I’m not sure what aspect of the meme, I’m going to focus on, but it reads:
“Not going to be real popular for this statement, but undisciplined children grow up to be undisciplined and disrespectful adults.”
And I’m not sure what that means. I’m around a fair number of children because my child is a bit of a social butterfly, and I’ve seen a fair number of different parenting style.
Good parenting is hard and massively contradictory:
Provide structure, but not too much structure, because kids need time to be kids.
Provide support, but let kids learn to solve problems on their own.
Let them know you’re there for them, but don’t be their friend. You need to be an authority figure.
So what is disrespect? Is it unkempt hair and falling down pants? Is it assertiveness? When does assertiveness cross over into disrespect? Is it disrespectful to stand your ground when your boundaries are being violated?
In my experience, the people who tend to post these kinds of memes are sad that children are being taught social and emotional learning and can assert themselves. Is that what’s considered disrespect?
What are undisciplined and disrespectful adults? Are they the adults who pee in the aisle when asked to wear a mask in a store? Are they the ones who berate the wait staff in restaurants? Are they the ones who want to follow people into bathrooms and accost them to check their sex or gender?
What I’m trying to teach my child goes beyond respect. It includes reading the room, understanding people, and understanding boundaries.
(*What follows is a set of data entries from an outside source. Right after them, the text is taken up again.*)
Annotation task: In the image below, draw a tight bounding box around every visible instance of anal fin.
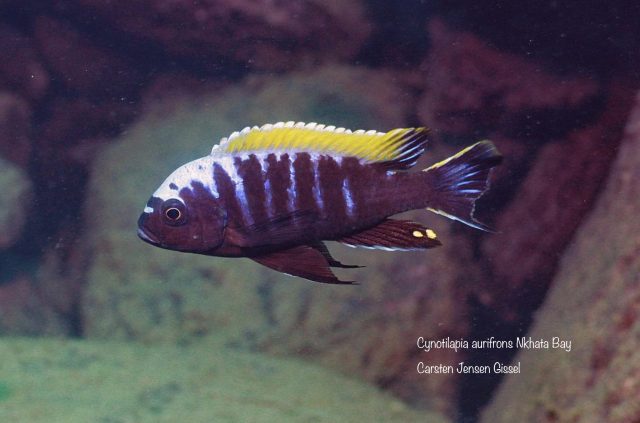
[251,245,355,285]
[311,242,364,269]
[337,219,442,251]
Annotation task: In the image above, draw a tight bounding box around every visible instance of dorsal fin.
[211,122,428,169]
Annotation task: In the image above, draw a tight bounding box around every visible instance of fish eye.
[162,199,187,226]
[164,207,182,220]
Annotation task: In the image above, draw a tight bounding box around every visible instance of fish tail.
[423,140,502,231]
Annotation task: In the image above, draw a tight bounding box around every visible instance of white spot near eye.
[153,156,219,204]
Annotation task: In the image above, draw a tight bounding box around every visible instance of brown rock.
[482,90,640,423]
[35,17,141,97]
[418,20,598,136]
[478,87,631,319]
[0,275,67,336]
[258,230,479,414]
[61,0,369,69]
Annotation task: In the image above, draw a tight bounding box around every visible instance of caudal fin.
[423,141,502,231]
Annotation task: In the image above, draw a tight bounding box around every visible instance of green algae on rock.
[0,157,31,250]
[482,92,640,423]
[0,338,446,423]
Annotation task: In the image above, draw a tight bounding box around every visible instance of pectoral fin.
[338,219,442,251]
[251,245,355,285]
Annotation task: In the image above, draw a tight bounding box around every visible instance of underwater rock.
[64,0,370,70]
[0,338,447,423]
[417,19,598,137]
[0,91,31,169]
[35,17,142,97]
[478,86,633,321]
[81,67,474,410]
[0,157,32,251]
[255,232,480,414]
[0,25,50,100]
[482,90,640,423]
[0,276,69,336]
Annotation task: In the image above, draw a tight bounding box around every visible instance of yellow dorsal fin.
[211,122,428,168]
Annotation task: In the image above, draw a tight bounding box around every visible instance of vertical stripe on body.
[318,156,346,222]
[234,154,268,223]
[293,153,323,216]
[266,153,291,217]
[213,157,245,225]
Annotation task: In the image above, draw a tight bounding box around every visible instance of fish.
[138,121,502,284]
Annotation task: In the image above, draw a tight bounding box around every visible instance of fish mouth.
[138,228,160,245]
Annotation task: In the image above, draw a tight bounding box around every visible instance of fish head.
[138,159,227,253]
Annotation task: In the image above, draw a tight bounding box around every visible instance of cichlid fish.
[138,122,502,284]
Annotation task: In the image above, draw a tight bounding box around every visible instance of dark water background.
[0,0,640,421]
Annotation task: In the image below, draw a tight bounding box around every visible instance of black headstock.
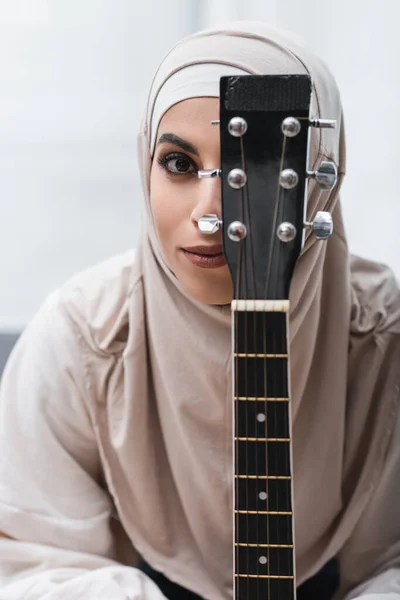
[220,75,312,299]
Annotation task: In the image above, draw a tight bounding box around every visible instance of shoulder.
[350,256,400,336]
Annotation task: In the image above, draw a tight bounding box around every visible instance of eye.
[157,152,197,175]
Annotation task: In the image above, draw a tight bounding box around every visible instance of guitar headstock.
[220,75,337,299]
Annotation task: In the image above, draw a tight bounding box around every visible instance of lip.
[182,244,226,269]
[182,244,224,256]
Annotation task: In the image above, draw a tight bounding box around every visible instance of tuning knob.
[310,119,337,129]
[304,210,333,240]
[307,161,338,190]
[197,215,222,234]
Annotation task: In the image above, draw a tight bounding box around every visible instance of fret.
[231,300,289,313]
[233,312,294,600]
[235,473,292,479]
[233,312,288,354]
[235,573,294,579]
[235,358,289,398]
[235,542,294,548]
[235,544,294,576]
[233,437,290,442]
[234,513,293,545]
[233,396,289,402]
[234,401,290,439]
[234,576,295,600]
[235,440,290,476]
[234,478,292,511]
[233,352,289,358]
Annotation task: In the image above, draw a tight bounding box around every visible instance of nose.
[191,177,221,227]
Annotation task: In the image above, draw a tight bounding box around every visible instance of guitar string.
[240,131,260,600]
[264,129,287,600]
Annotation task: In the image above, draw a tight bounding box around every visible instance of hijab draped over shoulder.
[0,18,400,600]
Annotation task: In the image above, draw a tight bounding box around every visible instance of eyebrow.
[157,133,200,156]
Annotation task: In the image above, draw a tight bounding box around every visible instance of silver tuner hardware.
[307,161,338,190]
[305,210,333,240]
[281,117,301,137]
[228,117,247,137]
[228,221,247,242]
[197,169,221,179]
[279,169,299,190]
[276,221,297,243]
[228,169,247,190]
[310,119,337,129]
[197,215,222,234]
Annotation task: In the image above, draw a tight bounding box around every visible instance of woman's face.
[150,98,232,304]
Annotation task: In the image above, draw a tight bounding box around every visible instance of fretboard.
[232,300,295,600]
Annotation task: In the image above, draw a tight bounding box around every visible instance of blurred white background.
[0,0,400,332]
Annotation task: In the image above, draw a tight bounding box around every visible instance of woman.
[0,23,400,600]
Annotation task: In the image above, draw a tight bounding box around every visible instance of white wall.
[0,0,194,331]
[0,0,400,331]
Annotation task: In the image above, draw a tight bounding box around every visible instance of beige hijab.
[86,23,399,600]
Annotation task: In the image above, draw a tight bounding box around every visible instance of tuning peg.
[310,119,337,129]
[197,215,222,234]
[307,161,338,190]
[197,169,221,179]
[304,210,333,240]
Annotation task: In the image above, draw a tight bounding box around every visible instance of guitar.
[199,75,337,600]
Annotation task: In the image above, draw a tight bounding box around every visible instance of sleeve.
[339,398,400,600]
[0,294,165,600]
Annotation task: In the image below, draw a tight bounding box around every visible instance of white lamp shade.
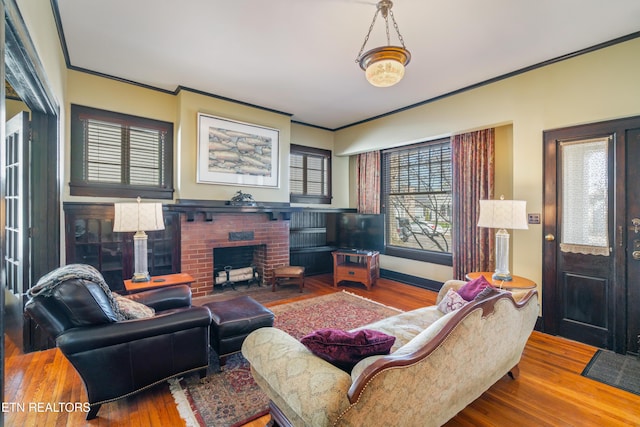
[478,200,529,229]
[113,203,164,232]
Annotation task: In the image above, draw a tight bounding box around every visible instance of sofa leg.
[198,368,207,379]
[509,365,520,380]
[87,405,102,421]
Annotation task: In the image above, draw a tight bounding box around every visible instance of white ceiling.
[57,0,640,129]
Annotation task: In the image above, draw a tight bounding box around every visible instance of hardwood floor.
[3,275,640,427]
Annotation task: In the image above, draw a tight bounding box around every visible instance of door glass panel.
[560,137,609,255]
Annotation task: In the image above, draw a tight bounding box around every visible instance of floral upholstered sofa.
[242,280,538,427]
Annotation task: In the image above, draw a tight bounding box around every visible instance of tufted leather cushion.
[204,296,274,356]
[300,328,396,371]
[51,279,118,326]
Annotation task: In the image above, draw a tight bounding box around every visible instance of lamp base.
[131,272,151,283]
[491,272,513,282]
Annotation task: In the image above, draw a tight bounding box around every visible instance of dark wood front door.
[542,118,640,353]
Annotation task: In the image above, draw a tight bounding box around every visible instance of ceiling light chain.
[356,9,380,62]
[356,0,411,87]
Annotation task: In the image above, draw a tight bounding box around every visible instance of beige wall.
[176,90,291,202]
[18,0,640,294]
[287,123,348,208]
[335,39,640,290]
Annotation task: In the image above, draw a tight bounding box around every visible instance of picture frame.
[197,113,280,188]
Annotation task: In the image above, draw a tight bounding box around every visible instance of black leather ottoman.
[204,296,273,369]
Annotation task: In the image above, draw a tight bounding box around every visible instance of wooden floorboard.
[4,275,640,427]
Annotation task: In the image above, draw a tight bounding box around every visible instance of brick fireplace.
[180,212,289,297]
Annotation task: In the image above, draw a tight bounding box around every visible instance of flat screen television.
[335,213,385,253]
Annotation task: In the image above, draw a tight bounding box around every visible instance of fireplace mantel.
[167,199,301,222]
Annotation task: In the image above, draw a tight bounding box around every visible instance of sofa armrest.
[436,279,467,305]
[242,328,351,425]
[127,285,191,311]
[56,307,211,355]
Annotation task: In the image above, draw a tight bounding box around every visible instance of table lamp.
[113,197,164,282]
[478,196,529,282]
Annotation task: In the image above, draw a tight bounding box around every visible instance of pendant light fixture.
[356,0,411,87]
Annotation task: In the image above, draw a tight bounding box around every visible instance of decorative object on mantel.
[197,113,279,188]
[356,0,411,87]
[229,190,256,206]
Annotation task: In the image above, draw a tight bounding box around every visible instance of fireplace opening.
[213,245,266,290]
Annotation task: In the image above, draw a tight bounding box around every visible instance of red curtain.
[451,129,495,280]
[356,151,380,214]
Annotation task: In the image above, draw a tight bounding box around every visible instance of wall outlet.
[527,214,540,224]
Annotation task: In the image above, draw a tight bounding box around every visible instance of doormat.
[582,350,640,396]
[169,291,401,427]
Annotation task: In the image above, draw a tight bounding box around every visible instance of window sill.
[69,183,173,199]
[385,246,453,266]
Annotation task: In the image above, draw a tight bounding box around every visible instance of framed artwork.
[197,113,279,188]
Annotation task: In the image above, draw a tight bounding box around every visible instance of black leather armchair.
[25,278,211,420]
It includes understanding when jokes are appropriate and when they aren’t. Some people might hear our jokes and think they aren’t respectful. (When my child was a baby, we had an”Evil mommy” song that the child was invited to sing whenever the child felt I was being mean. (usually by insisting on appropriate things like “putting on clothing,” not crazy shit.) Child still had to do the thing, but, it was okay to feel grumpy about it. Would someone hearing the “evil Mommy” song think that the child was being rude and disrespectful? Probably. But only if they didn’t notice that both of of us laughed and the requested thing was done.
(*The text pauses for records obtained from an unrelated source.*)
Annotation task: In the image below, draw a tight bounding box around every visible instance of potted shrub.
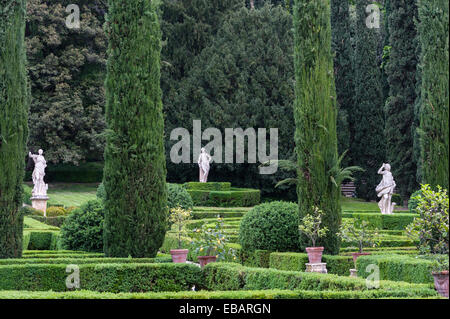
[299,207,328,264]
[337,219,378,268]
[169,207,192,263]
[191,216,236,268]
[432,255,448,298]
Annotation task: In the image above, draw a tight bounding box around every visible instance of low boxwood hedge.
[269,252,354,276]
[356,254,433,283]
[203,263,436,295]
[0,289,441,299]
[0,263,202,293]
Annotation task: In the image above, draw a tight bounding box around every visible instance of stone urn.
[306,247,324,264]
[433,270,448,298]
[170,249,189,264]
[197,256,217,268]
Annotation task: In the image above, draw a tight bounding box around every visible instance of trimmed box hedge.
[0,263,202,293]
[269,252,355,276]
[203,263,436,296]
[0,289,443,299]
[356,254,433,283]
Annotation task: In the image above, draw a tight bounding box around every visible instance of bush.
[167,184,194,210]
[239,202,299,251]
[0,263,201,293]
[356,254,433,283]
[61,200,104,252]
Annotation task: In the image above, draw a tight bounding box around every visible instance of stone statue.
[28,150,48,197]
[198,147,212,183]
[375,163,396,214]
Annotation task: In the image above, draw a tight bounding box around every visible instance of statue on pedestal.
[198,147,212,183]
[28,150,48,216]
[375,163,396,214]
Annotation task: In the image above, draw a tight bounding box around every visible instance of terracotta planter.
[306,247,324,264]
[352,253,371,268]
[197,256,217,268]
[433,270,448,298]
[170,249,189,264]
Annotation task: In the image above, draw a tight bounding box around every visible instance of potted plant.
[299,207,328,264]
[169,207,192,263]
[191,216,235,268]
[337,219,378,268]
[432,255,448,298]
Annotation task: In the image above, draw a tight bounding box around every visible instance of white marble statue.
[28,150,48,197]
[198,147,212,183]
[375,163,396,214]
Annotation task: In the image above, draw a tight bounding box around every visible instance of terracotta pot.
[197,256,217,268]
[306,247,324,264]
[170,249,189,264]
[433,270,448,298]
[352,253,371,268]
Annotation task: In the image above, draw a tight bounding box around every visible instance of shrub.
[239,202,299,251]
[407,185,449,254]
[61,200,104,252]
[167,184,194,210]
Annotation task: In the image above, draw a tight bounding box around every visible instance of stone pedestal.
[31,196,48,216]
[305,263,328,274]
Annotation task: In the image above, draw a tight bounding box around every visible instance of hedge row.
[203,263,436,296]
[0,289,441,299]
[356,255,433,283]
[188,188,261,207]
[342,212,418,230]
[269,252,355,276]
[0,263,202,292]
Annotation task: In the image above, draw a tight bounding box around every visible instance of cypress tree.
[0,0,29,258]
[418,0,449,189]
[385,0,417,197]
[294,0,341,254]
[104,0,167,257]
[331,0,355,166]
[351,0,386,200]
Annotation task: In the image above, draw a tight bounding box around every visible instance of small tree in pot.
[169,207,192,263]
[299,207,328,264]
[337,219,378,268]
[191,216,236,268]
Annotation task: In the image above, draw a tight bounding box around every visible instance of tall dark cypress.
[294,0,341,254]
[350,0,386,200]
[0,0,30,258]
[418,0,449,189]
[331,0,355,166]
[385,0,417,197]
[104,0,167,257]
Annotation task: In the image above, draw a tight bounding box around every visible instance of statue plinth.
[305,263,328,274]
[30,195,49,217]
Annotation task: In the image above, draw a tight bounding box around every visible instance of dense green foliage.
[61,201,105,252]
[418,0,449,189]
[26,0,107,164]
[294,0,341,254]
[239,202,299,251]
[330,0,355,166]
[350,0,386,199]
[0,263,201,293]
[384,0,417,196]
[0,0,30,258]
[103,0,167,257]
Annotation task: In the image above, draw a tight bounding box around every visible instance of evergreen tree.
[104,0,167,257]
[331,0,355,164]
[385,0,417,197]
[294,0,341,254]
[0,0,29,258]
[418,0,449,189]
[350,0,386,200]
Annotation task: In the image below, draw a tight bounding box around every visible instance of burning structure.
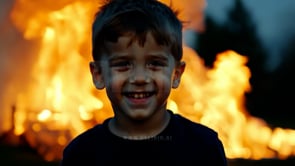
[0,0,295,160]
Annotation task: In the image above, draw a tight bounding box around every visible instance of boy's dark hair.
[92,0,182,61]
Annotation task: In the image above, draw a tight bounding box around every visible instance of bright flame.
[2,0,295,160]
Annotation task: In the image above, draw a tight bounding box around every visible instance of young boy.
[61,0,227,166]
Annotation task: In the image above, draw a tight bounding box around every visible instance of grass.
[0,143,295,166]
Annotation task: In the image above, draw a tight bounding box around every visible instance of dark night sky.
[206,0,295,70]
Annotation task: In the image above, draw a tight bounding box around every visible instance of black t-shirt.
[61,111,227,166]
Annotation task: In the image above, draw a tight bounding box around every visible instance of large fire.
[1,0,295,160]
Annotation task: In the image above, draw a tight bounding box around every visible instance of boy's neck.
[108,111,171,140]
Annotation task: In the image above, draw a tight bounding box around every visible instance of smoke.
[0,0,38,134]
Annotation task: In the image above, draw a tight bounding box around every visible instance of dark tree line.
[195,0,295,127]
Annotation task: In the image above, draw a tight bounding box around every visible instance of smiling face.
[90,33,185,121]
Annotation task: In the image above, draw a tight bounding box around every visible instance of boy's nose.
[130,67,150,84]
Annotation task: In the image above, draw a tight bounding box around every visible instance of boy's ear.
[89,62,105,89]
[172,62,185,89]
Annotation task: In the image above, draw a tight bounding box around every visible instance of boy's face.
[90,33,185,120]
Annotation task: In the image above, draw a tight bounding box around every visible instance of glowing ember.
[2,0,295,160]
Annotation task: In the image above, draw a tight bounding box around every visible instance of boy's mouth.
[123,92,155,99]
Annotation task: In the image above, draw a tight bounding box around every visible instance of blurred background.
[0,0,295,166]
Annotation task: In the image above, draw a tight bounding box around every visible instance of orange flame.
[4,0,295,160]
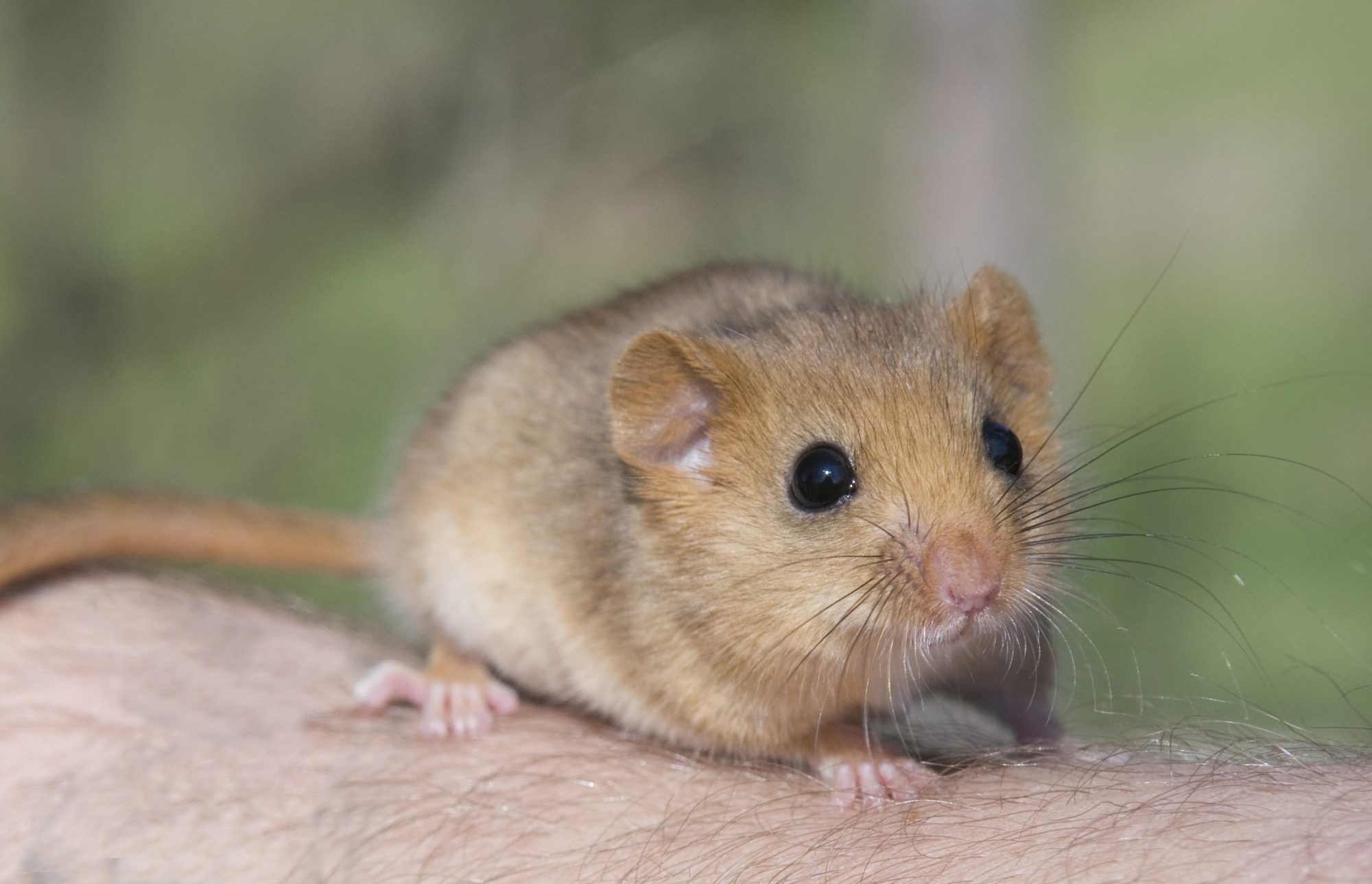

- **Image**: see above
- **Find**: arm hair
[0,575,1372,883]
Last night we had a big conversation about big feelings. My child is frustrated with having big feelings; thinking it’s in appropriate to feel them and react. “Maybe my feelings aren’t okay.” the child mused.
I said what I’ve always said, “Your feelings are your feelings and you can express them in healthy ways. If your reaction was to hit me, that would be something that wouldn’t be a healthy way to express them. That I would ask you to stop. But to stop having feelings and telling me about them? Never.”
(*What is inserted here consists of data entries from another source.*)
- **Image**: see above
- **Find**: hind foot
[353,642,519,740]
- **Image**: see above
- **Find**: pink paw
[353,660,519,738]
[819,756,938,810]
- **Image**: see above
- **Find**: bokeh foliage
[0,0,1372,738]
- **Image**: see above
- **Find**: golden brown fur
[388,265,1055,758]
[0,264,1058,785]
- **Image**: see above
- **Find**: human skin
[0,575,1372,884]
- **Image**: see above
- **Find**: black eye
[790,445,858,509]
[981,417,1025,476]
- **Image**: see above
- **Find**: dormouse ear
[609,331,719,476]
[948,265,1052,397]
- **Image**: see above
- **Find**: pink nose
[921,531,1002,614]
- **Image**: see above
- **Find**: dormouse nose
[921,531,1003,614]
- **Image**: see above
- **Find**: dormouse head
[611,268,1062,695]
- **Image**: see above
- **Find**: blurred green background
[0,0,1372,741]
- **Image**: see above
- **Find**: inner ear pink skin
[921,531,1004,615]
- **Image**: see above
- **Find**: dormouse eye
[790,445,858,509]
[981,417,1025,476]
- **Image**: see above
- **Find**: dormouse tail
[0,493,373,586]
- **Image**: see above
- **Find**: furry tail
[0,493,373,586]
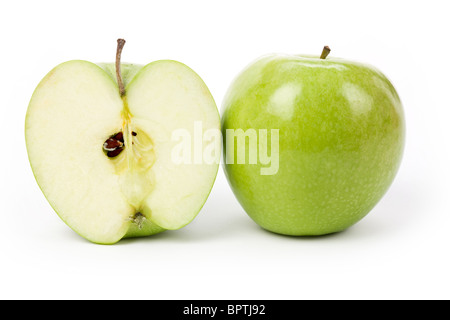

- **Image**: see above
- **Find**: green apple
[25,39,220,244]
[222,47,405,236]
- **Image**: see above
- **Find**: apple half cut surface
[25,39,220,244]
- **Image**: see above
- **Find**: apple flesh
[25,45,220,244]
[222,50,405,236]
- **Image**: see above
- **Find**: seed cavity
[103,131,137,158]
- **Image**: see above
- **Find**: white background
[0,0,450,299]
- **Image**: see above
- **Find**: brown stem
[320,46,331,59]
[116,39,125,97]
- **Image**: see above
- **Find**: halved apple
[25,39,220,244]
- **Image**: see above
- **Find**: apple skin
[222,54,405,236]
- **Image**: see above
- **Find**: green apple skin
[222,54,405,236]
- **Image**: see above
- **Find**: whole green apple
[222,47,405,235]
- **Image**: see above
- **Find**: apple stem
[116,39,125,97]
[320,46,331,59]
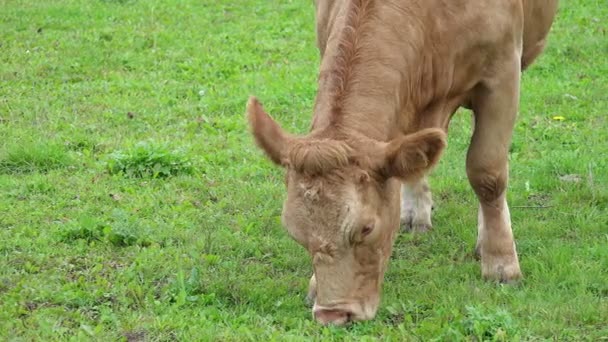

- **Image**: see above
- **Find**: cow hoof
[473,244,481,261]
[481,257,522,284]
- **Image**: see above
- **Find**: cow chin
[312,295,379,325]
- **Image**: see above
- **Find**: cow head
[247,98,445,324]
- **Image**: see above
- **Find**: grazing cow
[247,0,557,324]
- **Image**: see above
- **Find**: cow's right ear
[247,96,292,166]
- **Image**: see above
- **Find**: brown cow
[247,0,557,324]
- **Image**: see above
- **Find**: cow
[247,0,558,325]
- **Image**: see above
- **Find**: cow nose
[314,309,353,325]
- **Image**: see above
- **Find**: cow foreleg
[467,58,521,282]
[401,176,433,232]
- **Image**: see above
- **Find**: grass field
[0,0,608,341]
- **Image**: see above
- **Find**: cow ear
[381,128,446,180]
[247,96,292,166]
What kind of adult will the child grow up to be? I don’t know. I can hope for happy adult with caring, compassion, and vision; but, I don’t know. We never know. But then again, I’m not sure what an undisciplined, disrespectful adult is or whether the people to whom I applied those adjectives were themselves disrespectful children.
I would guess that growing up to be an undisciplined, disrespectful adult has less to do with being a disrespectful child and much more to do with being an entitled child.